慌てて自分の失言に後悔してるのか、急にそこで土下座を始めてるよー?おい、おい、そんな長ったらしい建前はもういいから、まずはこっちへと急行進中であるあれらをどうにかしてからでいいんじゃないの、それ?


「ああもうー!わかったからー早くここから下がりなさい!邪魔ですわ!」

「「は!はひー!申し訳ございましぇんー!エレン姫殿下!おおい、貴様等、殿下のご命令ですぞー!早くここから離れるんだーー!」」

「「「「「はいー!さっきの隊長達の件で、済みませんでした、エレン姫殿下様!」」」」

エレンに怒られてびくっとなった彼女達は慌しく部下と共に、俺のすぐ隣を突き抜けて跳躍して、そこの街中へと飛び降りていくのである。

「では、ルーイズ隊長、ご命令はー?」

「ルー隊長、あたしも戦闘に参加するので、どこで何の防御すべき箇所と範囲を担当すればいいの?」

「にしー!こんなに暴れられるのは滅多にない機会だったから、わたしもたくさん殺りたいねー!だから、早山くんー、じゃなくて、早山隊長!あの2体の大型蜘蛛の姿をしてる<ラングル級>である<レガース>じゃ今の隊長には荷が重過ぎるから、あれらを私がやっちゃっていいー?」

「なら、ルー隊長!他のしん.....神滅鬼をあたしに任せてくれないのかしら?初の戦いだから、早く経験を積みたいの!」

ふむ。ネフイールと梨奈は物凄くやる気になってるし、好きにさせてやるのもいいけど、やはりこの場で唯一な男性である俺も何かしなきゃいけないようだなーー。

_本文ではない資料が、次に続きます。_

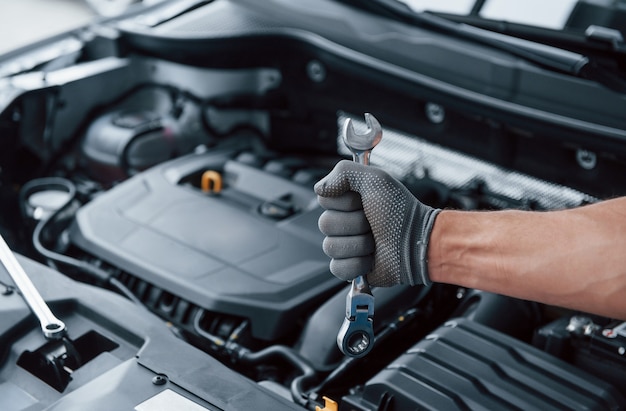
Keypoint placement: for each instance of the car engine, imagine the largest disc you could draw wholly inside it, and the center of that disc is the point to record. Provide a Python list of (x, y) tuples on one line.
[(158, 188)]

「まずは敵軍の戦力がどれほどのものか、分析する必要がある!エレン、頼める?」

「わかりましたわ。さっきの分隊隊長のヨハネスさんの目測報告によると、800体までの神滅鬼が向かってきて、指令級なモノはやはり、そこの平野にいる大群の中から、一番強くて後ろにいる、両翼にいる2体の<レガース>ですわ。」

「<レガース>は確かに召喚された初日の<サカラス>と同程度の強さを持ってんな?では、それ以下だと、どれほどの数がいる?」

「こっちから見る限りでは正確に判断できなくて分かりませんけれど、少なくとも、あの<ナムバーズ>9位であるフェルリーナの必殺技を凌げた隊長なら、森川さんとツーマンセルを組んで戦ってみてはベストかと思いますわ。今のルーイズ隊長の実力とさっき森川さんの選んでもらいました<現神戦武装>なら、きっと上手くいくと思いますわよ。」

なるほど。梨奈と目配せしてから、こう命令してみた、


「じゃ、そうしてくれるといいよ!エレンはここで待機して、予備軍として必要時は援軍しにきてもらったり、遊動で自由に動き回って敵の陣形をあっちこっち撹乱しにいけ!ネフィールはあの<レガース>2体を倒せ! 梨奈!信じてるからな!」

「うん!」

「にししー!任せてー!早山隊長!」

「じゃ、梨奈、行こう?」

「わかったわ!」

そう元気よく梨奈は緊張した顔のまま、俺と共にあの化けもんの群れへと向かうために、この壁からあの平野へと飛び降りていったのだった。